Oswaldo Petrin
-Deflação, no País do subconsumo, subemprego e super taxas de juros, não é mérito para ninguém. É indicador de enfraquecimento de programa econômico, sustentado pelo recurso do arrocho da política monetária. Pois estamos aí com mais um mês de deflação, em plena época de consumo, perdo da virada do ano.
-O mês de novembro voltou a registrar deflação na cidade de São Paulo. A queda média nos preços ficou em 0,44% segundo o Índice de Preços ao Consumidor (IPC) da Fundação Instituto de Pesquisas Econômicas (Fipe) da Universidade de São Paulo (USP). Vale observar sempre que os dados de São Paulo podem ser extrapolados para todo o País, principalmente no caso dos itens pesquisados para compor as análises da Fipe.
-Pela Fipe, novembro foi o sexto mês do ano de 1998 com deflação, fato inédito desde que a Fipe começou a acompanhar a variação da inflação há 58 anos. Em outros dois anos (1947 e 1948), o instituto registrou cinco meses com deflação de preços. Em 1998, registraram deflação os meses de fevereiro, março, julho, agosto e setembro, além de novembro.
-O coordenador do IPC, Heron do Carmo, em entrevista à Agência Estado, estima que o ano de 1998 vai encerrar com deflação de 1,5%. Até novembro, o IPC acumula uma variação negativa de 1,67%. Para dezembro, o índice deve registrar uma pequena alta dos preços, entre 0,10% e 0,20%, reduzindo, então, parte desta queda acumulada de janeiro a novembro. A inflação de dezembro, explica Carmo, será provocada pela alta da gasolina e do gás de cozinha. Antes eu esperava um índice zero, explica.
-Projetando uma alta média - para os consumidores - de 7% na gasolina e de 10% no gás de cozinha, Carmo explica que o impacto destes reajustes sobre o custo de vida total é de 0,27%, considerando trinta dias. A maior contribuição virá da gasolina: 0,21%. A parcela do gás é de 0,06%. Como os reajustes começam a vigorar a partir desta sexta-feira, apenas parte do impacto (aproximadamente 0,20%) será sentido em dezembro.
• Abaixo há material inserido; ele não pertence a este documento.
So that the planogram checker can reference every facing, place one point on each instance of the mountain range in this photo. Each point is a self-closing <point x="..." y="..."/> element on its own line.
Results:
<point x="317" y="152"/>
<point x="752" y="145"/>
-A deflação em novembro surpreendeu o coordenador do IPC. É um movimento fora do padrão, diz ele. Novembro é entressafra de alimentos e início da venda de coleção verão do vestuário. A queda da demanda impede que as empresas repassem aumento de preços para os produtos, explica Carmo. Na décadade 80, as empresas compensavam redução no volume de vendas com aumento de preços e agora isso não é mais possível, pondera.
-Em novembro, apenas o item saúde (entre os sete pesquisados pela Fipe), apresentou variação positiva de preços em novembro. A alta foi de 0,26%. Os demais encerraram o mês em queda. Alimentação ficou em menos 0,52%; habitação com queda de 0,35% e transportes teve a maior queda, com 0,86%. Além destes, também os ítens educação (-0,05%), vestuário (-0,49%) e despesas pessoais (- 0,32%).